GLASGOW is already feeling the economic and social benefits of hosting the Commonwealth Games, according to a report.
About half of £400 million Games-related contracts for jobs such as construction, catering and utilities have been awarded to businesses based in the city while more than £87 million of work has been won by companies elsewhere in Scotland.
More people are also taking part in sport and exercise with an increase in the number of coaches, volunteers and club members, the city council report on Games legacy said.
In city schools, the number of volunteer coaches taking pupils for extra sessions has increased from 384 in 2012 to 804 this year, leading to 30,000 after-school activity classes.
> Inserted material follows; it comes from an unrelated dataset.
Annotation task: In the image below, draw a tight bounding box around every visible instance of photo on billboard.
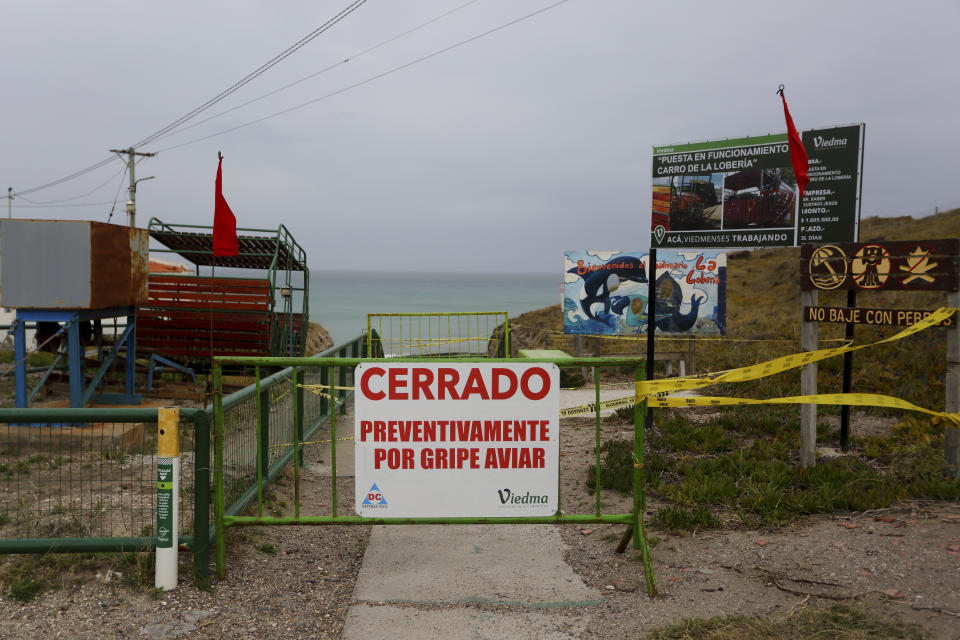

In sports clubs affiliated to Glasgow Life there has been an increase of almost 2,000 coaches and 12,000 members over the last four years.
The Glasgow 2014 legacy framework was created in 2009 with the aim of making the city a more “prosperous, active, inclusive, accessible, greener place, with a greater international profile and outlook”.
The council said apprenticeship and employment schemes had benefited communities and businesses across the city and the hosting of the Games also brought forward projects such as transport improvements, with the extension of the M74 and upgrades to a series of train and subway stations.
With a potential TV audience of about one billion for the Games, Glasgow City Marketing Bureau hope to increase the city’s profile and attract more events and conferences - such as the MTV Awards and BBC Sports Personality which are being held at the Hydro after Glasgow 2014 - to the city over the next few years.
Council leader Gordon Matheson said: “Our preparations for the Games have resulted in not only this massive economic legacy, but a city that is improved environmentally and socially.
“This report shows that the council’s legacy plans for the Games have already delivered real change for Glasgow.”